View Full Version : Side or Sole ?



Keith Christopher
12-12-2004, 9:35 AM
You know I have been aquiring more hand planes. NO I'm not on a slippery slope, as I said before I can quit anytime. :p I remember my grandfaher who taught me this trade so long ago used to keep his handplanes on their side. He would always say that you never want to keep them on their soles in case you still have the blade lowered in your planes. Thoughts comments ? I still find myself storing them on their sides. :)

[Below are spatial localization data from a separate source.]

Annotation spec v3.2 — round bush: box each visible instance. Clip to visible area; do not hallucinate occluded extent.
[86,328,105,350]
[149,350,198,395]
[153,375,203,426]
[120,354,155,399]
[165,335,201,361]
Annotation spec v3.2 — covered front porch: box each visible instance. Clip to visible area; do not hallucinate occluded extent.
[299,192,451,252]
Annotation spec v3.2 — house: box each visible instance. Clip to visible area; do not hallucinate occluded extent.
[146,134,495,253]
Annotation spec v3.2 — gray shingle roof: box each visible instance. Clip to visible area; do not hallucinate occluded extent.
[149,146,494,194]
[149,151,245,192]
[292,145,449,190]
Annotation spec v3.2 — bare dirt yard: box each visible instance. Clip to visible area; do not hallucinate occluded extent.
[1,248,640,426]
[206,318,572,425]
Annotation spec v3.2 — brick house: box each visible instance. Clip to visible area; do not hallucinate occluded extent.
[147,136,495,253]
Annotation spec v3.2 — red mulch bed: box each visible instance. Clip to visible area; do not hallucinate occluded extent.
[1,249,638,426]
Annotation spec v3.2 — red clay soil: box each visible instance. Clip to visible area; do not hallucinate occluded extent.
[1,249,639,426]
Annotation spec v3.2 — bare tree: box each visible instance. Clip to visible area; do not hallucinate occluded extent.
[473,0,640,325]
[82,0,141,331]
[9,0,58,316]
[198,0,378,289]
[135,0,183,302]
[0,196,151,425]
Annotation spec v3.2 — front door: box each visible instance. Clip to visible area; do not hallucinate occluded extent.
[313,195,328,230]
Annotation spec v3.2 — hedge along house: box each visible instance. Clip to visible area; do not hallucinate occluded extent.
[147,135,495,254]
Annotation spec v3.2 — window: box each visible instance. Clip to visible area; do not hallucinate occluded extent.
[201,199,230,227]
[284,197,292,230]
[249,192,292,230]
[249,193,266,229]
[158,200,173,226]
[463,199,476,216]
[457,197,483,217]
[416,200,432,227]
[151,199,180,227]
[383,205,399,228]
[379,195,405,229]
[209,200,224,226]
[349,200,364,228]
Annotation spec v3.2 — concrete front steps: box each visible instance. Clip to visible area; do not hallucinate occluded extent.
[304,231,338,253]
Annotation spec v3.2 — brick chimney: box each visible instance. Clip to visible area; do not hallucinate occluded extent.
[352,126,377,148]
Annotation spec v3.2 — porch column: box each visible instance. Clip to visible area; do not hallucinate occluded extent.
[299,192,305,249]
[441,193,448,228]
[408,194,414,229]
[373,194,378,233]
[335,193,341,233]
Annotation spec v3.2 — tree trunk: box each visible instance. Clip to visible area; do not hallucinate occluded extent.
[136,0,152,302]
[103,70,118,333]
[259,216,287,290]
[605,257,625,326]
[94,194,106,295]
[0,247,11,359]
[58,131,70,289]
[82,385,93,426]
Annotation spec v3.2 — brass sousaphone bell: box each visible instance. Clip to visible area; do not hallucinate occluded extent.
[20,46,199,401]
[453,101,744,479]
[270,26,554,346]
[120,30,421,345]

On a sad note, most of my cousins got to his tools before I could ask for them and they're scattered to the winds now. (no one else in the family took up the trade :( )

Tom LaRussa
12-12-2004, 9:38 AM
You know I have been aquiring more hand planes. NO I'm not on a slippery slope, as I said before I can quit anytime. I remember my grandfaher who taught me this trade so long ago used to keep his handplanes on their side. He would always say that you never want to keep it like that in case you still have the blade lowered in your planes. Thoughts comments ? I still find myself storing them on their sides. :)
I store them either on their sides or with something under their front ends to keep the blade elevated.

Dan Moening
12-12-2004, 10:55 AM
As I've received no training or apprenticeship to be "told" otherwise ;)
I set them soles down...usually.

My bench tends to have several tools laying about during work.
I feel that the wooden benchtop is safer for the blade than the risk of dinging it with another tool; and its not likely to be bumped off the bench either. I'm not convinced this has any dulling factor to the blade, though I can't prove it (and don't want to).

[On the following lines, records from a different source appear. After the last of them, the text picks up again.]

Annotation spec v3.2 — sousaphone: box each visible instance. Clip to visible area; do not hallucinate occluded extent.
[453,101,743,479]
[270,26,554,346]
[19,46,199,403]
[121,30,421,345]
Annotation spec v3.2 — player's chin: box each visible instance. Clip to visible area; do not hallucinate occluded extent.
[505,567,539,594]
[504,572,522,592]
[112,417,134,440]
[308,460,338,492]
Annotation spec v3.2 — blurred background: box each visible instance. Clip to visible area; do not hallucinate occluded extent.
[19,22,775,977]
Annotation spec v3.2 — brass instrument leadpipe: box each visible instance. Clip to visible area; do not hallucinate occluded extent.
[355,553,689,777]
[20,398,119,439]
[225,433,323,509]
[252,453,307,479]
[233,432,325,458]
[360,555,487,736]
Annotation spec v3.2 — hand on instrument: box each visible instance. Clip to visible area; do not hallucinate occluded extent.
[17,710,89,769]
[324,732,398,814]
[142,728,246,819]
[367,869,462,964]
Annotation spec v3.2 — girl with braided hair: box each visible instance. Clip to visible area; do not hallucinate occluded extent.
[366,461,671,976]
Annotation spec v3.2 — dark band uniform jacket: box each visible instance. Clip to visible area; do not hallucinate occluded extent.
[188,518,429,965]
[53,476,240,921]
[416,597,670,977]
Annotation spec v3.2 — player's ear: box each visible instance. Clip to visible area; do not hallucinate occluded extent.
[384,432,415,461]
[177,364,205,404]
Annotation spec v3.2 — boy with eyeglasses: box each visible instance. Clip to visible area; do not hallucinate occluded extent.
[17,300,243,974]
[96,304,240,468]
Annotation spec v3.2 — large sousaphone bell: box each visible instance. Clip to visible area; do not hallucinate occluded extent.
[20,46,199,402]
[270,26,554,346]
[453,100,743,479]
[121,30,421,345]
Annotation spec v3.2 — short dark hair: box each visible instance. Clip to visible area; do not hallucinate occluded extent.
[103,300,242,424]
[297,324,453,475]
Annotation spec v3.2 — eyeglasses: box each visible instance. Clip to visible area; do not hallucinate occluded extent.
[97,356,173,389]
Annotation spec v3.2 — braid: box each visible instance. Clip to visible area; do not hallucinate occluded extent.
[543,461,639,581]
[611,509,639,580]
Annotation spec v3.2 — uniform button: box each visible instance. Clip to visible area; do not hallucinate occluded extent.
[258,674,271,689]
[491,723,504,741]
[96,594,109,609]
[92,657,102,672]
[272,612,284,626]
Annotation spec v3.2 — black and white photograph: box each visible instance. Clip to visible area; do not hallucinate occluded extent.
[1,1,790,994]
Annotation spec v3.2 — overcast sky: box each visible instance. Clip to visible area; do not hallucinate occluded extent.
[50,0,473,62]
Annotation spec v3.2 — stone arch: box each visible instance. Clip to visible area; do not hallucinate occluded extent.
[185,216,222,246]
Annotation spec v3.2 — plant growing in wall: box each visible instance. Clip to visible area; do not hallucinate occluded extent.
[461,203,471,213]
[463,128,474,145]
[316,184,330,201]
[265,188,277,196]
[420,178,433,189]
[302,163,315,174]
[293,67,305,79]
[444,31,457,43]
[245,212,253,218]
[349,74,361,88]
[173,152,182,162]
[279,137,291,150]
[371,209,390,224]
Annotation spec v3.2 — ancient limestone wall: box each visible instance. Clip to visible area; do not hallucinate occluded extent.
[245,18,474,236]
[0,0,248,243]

I do on occasion set them on the side. When I do it seems an unnatural motion when I go to pick them up.

Pam Niedermayer
12-12-2004, 6:26 PM
I store my Japanese wooden planes on their sides, western planes on their soles. However, I've also installed a strip of wood across the shelves so that the western planes sit on it, keep the blades up off the plywood.

Pam

Bill White
12-14-2004, 6:02 PM
stores 'em on their sides for the same reason you do. My mentor told me to, and would give me h%^l if I didn't. So there. That's my reason.http://www.sawmillcreek.org/images/icons/icon10.gif

Alan Turner
12-15-2004, 5:12 AM
I store my planes on their sides, but that is mostly a function of my toolchest design. When in use, I just put a handful of shavings on the bench, and set them down so the blade potion of the sole is on the shavings. They are faster to grab that way.
Alan

Bob Hovde
12-15-2004, 10:44 AM
Alan has a good solution, but my dad would have probably killed me before I explained to him that the blade wasn't on the bench. "Bad habit to get into!" would have been his retort, as he picked me up.:(

Bob

Roger Bell
12-15-2004, 11:02 AM
Mr. Nick Oprisu, my sixth grade shop teach (and first WW mentor....eventually, I learned to square a board) felt so strongly about the need to place our planes on their sides that he instituted the following:

Any student seeing another student's plane left iron-down on the bench was to report it to the teacher. Upon verification of the offense by the teacher, the reporting student was given the priviledge of kicking the offender in the seat of the pants. The remainder of the class was delighted by the entertainment. (Perhaps they still do this these days in Singapore).

So what do I do? I leave my planes iron-down on the bench and give a wry smile to the heavens.